Forget about emotional capital, or even its left-wing neighbour, social capital. Make way for the latest trend – erotic capital! Less ooh-er matron, more ooh-er manager…
While out and about in the car last Thursday I was listening to Radio 4 – between REM songs – and I overheard an interview with Catherine Hakim, a researcher in sociology at LSE. Listen to the chat here. She was on to discuss and promote her latest book Honey Money: The Power of Erotic Capital, in which she argues that virtues such as attractiveness and vivaciousness play as large a part in professional success as academic qualifications.
This topic attracts – ba-dum tsh – my attention for a few reasons. First off, it reminded me of the argument made by advocates of emotional intelligence like me. We assert that success in life is probably more down to non-academic skills such as motivation, empathy and persuasiveness than anything you learned in school. Your ability to master these skills increases your emotional capital or the value of your personal brand in the marketplace. Maybe erotic or sexual capital is another application of the emotional intelligences paradigm.
Also, I’ve been interested in the so-called halo effect for some time. This is a bias in our brains that makes us judge a person or thing better than it is in one area because it seems to be great in another. So, for example, we tend to think that beautiful people are smarter or more competent than they really are. Hakim’s work seems to take advantage of this bias. But it even applies to products. Because the iPod is regarded well, people tend to overestimate other Apple products. (Surely that is heresy? Yes it is, but don’t call me Shirley…)

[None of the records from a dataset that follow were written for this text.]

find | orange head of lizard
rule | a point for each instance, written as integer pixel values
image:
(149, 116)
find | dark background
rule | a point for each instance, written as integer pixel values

Since Hakim explicitly argues that erotic capital is a tool women should wield for career advancement, she has raised some heckles in the sisterhood. For instance, while Elizabeth Day admits that Hakim’s work is “interesting” and “genuinely thought-provoking” in places, in the end she judges it “fairly offensive”. Anna North is more forthright, dismissing it as “bullshit”. Guardian writer Zoe Williams seems proud to have clashed with Hakim over lunch.
I suspect in reality that there’s something to it, probably as a subset of social intelligence. At any rate, read what the lady herself has to say before you dismiss it as so much post-feminist femme fatale.
Erotic Capital in the European Sociological Review
For a more balanced evaluation read:
Catherine Hakim: She ‘s counting up erotic capital by Kaye Spicer. Subheading: ‘The academic with a knack for upsetting feminists has done it again, claiming that sex appeal is as important as brains’. Also try Erotic Capital by Celia Walden. ‘Meet the woman who defined the definitive professional must-have of our generation: Dr Catherine Hakim.’
So do women use feminine wiles to their advantage at work? My wife says yes. Do you agree?